I still have the following concerns regarding WordPress 1.5 (other items will be moved here when they have been confirmed for this version):

• I am not crazy about how WordPress dominates whatever directory it is installed in, creating category URLs without any apparent regard for whether those categories represent specific topics (e.g. defective DVDs or usability problems) or general content types (e.g. news, reviews, or interviews). Categories can be arranged as subcategories, but the resulting automatically-generated URLs may not be as desired and the default page style shows subcategories at the same level as their parent categories.

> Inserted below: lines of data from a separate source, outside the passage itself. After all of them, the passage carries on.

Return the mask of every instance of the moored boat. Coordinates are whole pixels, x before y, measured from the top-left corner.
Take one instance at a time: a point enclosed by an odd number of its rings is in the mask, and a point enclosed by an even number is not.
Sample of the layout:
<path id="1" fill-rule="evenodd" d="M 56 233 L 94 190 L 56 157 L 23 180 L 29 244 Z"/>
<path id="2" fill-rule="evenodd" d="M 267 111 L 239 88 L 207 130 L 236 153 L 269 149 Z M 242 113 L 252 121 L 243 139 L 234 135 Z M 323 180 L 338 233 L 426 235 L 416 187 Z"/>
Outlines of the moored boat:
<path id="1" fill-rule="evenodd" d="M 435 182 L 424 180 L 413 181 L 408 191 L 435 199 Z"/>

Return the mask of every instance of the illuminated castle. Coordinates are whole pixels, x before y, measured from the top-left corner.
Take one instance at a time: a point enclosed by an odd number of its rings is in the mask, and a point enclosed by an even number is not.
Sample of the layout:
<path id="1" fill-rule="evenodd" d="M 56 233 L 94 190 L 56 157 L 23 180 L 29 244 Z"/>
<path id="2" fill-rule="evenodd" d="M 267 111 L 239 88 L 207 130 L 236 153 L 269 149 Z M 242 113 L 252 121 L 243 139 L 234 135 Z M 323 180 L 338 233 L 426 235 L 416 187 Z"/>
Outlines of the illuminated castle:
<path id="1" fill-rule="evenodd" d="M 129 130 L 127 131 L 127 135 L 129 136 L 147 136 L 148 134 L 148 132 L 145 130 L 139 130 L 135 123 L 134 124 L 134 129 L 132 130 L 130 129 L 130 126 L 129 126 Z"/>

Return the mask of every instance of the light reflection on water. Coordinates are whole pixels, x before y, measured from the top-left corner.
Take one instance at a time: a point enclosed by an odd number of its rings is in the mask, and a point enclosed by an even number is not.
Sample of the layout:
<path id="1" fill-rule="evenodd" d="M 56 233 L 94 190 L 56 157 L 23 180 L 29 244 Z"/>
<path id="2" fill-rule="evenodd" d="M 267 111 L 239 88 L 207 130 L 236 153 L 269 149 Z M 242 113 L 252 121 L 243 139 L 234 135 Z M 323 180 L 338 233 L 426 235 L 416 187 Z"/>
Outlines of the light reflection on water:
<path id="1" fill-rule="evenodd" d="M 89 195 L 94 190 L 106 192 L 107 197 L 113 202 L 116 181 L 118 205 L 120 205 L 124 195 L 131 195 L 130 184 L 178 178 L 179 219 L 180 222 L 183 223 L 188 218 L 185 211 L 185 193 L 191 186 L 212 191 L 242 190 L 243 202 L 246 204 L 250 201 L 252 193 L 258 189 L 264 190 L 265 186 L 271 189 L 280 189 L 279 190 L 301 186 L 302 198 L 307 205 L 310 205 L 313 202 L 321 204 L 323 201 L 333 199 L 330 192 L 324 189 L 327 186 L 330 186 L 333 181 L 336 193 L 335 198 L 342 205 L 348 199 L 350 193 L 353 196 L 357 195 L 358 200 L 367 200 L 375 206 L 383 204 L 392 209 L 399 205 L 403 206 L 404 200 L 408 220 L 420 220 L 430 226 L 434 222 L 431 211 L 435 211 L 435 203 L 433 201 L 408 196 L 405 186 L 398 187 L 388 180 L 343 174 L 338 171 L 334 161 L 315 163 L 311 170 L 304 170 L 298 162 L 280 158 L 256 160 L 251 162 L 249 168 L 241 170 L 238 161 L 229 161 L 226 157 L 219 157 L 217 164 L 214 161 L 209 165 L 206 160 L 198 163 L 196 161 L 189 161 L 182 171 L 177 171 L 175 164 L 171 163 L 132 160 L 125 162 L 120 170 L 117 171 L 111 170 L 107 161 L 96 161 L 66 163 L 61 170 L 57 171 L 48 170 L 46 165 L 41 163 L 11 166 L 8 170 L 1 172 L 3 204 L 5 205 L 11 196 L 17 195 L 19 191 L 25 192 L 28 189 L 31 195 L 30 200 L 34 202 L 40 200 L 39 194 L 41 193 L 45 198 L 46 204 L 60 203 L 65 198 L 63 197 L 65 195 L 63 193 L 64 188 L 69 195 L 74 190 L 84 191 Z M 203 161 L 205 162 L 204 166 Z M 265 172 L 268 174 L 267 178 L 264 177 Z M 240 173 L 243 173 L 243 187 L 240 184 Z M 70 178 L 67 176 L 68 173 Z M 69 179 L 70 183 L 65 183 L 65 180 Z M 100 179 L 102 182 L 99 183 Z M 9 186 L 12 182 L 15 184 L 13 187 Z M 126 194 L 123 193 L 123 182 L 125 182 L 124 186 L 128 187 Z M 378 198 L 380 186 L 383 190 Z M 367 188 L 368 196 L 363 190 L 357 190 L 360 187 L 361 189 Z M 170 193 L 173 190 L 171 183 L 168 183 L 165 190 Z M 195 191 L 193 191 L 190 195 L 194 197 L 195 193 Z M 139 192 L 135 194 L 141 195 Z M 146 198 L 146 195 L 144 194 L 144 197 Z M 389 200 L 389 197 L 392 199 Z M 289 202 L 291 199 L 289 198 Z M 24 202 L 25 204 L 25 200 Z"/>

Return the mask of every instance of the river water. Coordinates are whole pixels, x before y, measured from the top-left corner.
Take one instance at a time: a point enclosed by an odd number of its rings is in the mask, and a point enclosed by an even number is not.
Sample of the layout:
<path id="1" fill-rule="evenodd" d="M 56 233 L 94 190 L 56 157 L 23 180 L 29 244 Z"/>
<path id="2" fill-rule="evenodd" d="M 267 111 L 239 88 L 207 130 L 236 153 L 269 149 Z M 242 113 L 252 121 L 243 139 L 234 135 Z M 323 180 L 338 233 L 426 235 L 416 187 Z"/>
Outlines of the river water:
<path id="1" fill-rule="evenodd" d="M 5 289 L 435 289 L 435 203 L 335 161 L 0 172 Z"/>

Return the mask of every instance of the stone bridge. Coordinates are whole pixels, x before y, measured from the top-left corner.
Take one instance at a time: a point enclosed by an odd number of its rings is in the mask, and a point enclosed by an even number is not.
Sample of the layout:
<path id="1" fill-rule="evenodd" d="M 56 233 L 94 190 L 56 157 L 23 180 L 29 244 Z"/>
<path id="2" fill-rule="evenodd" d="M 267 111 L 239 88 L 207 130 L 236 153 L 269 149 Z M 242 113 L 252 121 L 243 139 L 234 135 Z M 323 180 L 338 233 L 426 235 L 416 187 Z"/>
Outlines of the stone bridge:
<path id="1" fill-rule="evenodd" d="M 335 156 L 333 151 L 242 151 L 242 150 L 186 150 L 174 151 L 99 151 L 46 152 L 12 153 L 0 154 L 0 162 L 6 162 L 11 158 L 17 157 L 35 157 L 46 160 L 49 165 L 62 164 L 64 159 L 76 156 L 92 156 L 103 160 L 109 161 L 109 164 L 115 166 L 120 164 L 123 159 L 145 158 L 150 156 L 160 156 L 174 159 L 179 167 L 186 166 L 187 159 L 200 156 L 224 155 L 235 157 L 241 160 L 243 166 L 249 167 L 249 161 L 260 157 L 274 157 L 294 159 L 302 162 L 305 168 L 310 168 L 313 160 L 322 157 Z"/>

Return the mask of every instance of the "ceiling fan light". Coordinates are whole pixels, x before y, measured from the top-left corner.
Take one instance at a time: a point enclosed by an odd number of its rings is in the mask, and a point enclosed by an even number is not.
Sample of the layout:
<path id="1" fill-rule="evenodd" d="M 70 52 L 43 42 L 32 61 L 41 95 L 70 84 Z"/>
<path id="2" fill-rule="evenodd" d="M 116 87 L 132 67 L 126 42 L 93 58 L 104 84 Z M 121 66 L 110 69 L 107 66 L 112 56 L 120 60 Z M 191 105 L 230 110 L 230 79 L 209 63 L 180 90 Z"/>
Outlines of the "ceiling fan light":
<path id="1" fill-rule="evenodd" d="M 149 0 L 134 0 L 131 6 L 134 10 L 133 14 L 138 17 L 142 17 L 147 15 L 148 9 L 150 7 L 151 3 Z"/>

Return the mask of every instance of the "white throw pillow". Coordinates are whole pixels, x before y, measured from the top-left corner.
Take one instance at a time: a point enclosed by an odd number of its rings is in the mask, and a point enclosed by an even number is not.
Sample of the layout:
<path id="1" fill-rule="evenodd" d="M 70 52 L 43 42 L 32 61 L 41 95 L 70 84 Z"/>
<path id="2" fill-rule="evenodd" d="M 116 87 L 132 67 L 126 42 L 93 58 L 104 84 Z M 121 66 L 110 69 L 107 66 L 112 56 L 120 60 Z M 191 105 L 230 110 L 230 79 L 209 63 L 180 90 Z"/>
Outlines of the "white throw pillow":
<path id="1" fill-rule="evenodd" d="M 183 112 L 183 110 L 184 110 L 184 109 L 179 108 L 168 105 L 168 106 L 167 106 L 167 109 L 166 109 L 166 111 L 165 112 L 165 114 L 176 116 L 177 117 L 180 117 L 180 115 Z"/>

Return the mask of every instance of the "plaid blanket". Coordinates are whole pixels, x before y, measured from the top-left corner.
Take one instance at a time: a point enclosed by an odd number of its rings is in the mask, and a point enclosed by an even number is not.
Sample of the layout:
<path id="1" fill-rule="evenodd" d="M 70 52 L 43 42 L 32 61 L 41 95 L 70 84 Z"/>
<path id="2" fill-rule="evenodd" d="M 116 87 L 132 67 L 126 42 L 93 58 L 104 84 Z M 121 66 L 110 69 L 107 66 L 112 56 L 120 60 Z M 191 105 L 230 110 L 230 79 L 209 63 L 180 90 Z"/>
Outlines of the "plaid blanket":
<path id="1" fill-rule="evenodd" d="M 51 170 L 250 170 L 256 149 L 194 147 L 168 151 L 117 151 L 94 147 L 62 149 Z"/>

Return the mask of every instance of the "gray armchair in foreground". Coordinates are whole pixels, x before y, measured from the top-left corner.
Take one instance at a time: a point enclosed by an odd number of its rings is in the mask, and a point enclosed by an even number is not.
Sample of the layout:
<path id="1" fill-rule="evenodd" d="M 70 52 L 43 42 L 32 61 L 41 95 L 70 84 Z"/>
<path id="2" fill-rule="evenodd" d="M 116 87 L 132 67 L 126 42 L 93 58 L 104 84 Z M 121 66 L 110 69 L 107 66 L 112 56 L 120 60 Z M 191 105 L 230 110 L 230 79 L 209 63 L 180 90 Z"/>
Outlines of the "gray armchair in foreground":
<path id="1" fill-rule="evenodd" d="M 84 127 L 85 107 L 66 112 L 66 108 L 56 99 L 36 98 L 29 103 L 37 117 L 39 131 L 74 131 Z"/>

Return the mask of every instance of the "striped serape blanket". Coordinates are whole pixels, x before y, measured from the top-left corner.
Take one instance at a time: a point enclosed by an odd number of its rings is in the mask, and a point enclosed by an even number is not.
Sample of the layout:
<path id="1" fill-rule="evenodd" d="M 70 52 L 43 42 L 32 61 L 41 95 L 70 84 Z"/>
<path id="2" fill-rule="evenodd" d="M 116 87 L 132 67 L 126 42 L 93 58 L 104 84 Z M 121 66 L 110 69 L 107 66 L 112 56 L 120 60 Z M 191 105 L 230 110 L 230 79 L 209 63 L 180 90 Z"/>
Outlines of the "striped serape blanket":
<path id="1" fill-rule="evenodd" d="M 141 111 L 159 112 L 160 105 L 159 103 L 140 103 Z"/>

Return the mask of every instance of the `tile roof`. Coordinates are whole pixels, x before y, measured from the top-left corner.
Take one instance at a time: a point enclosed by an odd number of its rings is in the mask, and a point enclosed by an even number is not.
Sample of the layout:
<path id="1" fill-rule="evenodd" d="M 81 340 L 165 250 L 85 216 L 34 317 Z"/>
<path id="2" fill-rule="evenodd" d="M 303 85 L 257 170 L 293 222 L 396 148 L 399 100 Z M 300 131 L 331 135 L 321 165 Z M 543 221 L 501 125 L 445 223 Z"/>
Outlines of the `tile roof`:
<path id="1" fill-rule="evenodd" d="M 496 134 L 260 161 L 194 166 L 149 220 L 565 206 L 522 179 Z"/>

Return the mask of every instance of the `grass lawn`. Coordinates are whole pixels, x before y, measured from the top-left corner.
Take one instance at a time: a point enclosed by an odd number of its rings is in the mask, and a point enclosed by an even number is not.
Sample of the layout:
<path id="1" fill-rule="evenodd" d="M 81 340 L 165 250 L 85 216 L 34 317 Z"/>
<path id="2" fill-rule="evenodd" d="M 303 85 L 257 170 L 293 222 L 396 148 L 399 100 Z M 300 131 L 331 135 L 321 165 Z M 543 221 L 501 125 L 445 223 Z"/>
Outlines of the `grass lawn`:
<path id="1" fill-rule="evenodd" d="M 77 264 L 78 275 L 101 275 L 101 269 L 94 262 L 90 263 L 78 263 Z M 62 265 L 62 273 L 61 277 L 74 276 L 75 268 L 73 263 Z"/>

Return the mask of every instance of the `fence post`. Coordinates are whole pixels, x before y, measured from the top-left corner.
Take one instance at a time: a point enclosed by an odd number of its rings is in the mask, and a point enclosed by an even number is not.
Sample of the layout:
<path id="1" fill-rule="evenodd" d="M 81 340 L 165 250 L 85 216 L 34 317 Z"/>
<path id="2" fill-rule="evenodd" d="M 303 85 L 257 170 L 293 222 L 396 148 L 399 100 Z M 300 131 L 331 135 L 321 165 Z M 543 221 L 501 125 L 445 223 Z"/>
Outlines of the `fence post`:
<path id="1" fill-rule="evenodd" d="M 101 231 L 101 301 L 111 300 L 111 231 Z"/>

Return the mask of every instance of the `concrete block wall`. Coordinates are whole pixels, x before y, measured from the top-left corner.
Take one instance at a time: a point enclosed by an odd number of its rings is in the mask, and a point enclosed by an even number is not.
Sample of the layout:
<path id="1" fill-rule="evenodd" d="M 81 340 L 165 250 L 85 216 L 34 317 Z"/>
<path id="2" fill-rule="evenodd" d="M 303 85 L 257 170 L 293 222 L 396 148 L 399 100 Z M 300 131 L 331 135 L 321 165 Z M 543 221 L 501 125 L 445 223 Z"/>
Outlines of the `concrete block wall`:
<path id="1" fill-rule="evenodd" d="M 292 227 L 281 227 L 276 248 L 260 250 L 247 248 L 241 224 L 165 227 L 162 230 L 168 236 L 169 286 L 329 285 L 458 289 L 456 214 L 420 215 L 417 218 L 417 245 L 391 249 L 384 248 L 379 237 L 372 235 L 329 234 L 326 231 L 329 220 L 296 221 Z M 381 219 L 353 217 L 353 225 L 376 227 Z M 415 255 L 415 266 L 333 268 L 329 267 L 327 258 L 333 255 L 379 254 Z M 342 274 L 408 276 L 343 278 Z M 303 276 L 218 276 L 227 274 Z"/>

I would prefer something that would better suit sites running multiple applications (indeed, enabling smooth, seamless deployment of multiple applications has been part of my own Web software plans since before I decided to bring some of my projects together into my PageDrive project), preferably with a common user-account and user-session system (users would create and use just one account for blogs, discussion forums, games, shopping, and whatever else a single site offers instead of being annoyed by multiple user name and password sets for each site that offers more than one type of service).
• The new default page style uses right-pointing double-angle brackets as bullets on the front page while it uses standard filled circles as bullets on other pages.
• The new default page style justifies text, creating wide, ugly gaps between words on some lines.
• I do not care for the “Archives” metaphor; it carries an odd temporal connotation for new content.
• So-called archive versions of articles do not appear in their entirety. (This may be adjustable, but this is the default behavior.)
• Per-month archive URLs are created by default.
• Per-category URLs display archive versions of articles.
• Post slugs and corresponding URL rewriting code are generated whether they are wanted or not.
• Automatically-generated post slugs omit ampersands and there does not seem to be any option to have solo ampersands converted to “and” instead.
• The default template says that every site “is proudly powered by WordPress” even if the owner of the site has no reason for pride in using WordPress. Slightly less annoyingly, that line isn’t followed by a period.
• Some WordPress generated links still lack trailing slashes when they should be there, but trailing slashes are included for rewritten URLs that do not require them (e.g. the feed links at the bottom of every page), which just seems silly.
• WordPress does not seem to allow category names to follow the blog directory directly in permalinks even when the custom prefix is set to “/” or the installation directory (e.g “/wordpress/”) . It still inserts the word “category” into category links (and it still deletes a trailing slash from the form field).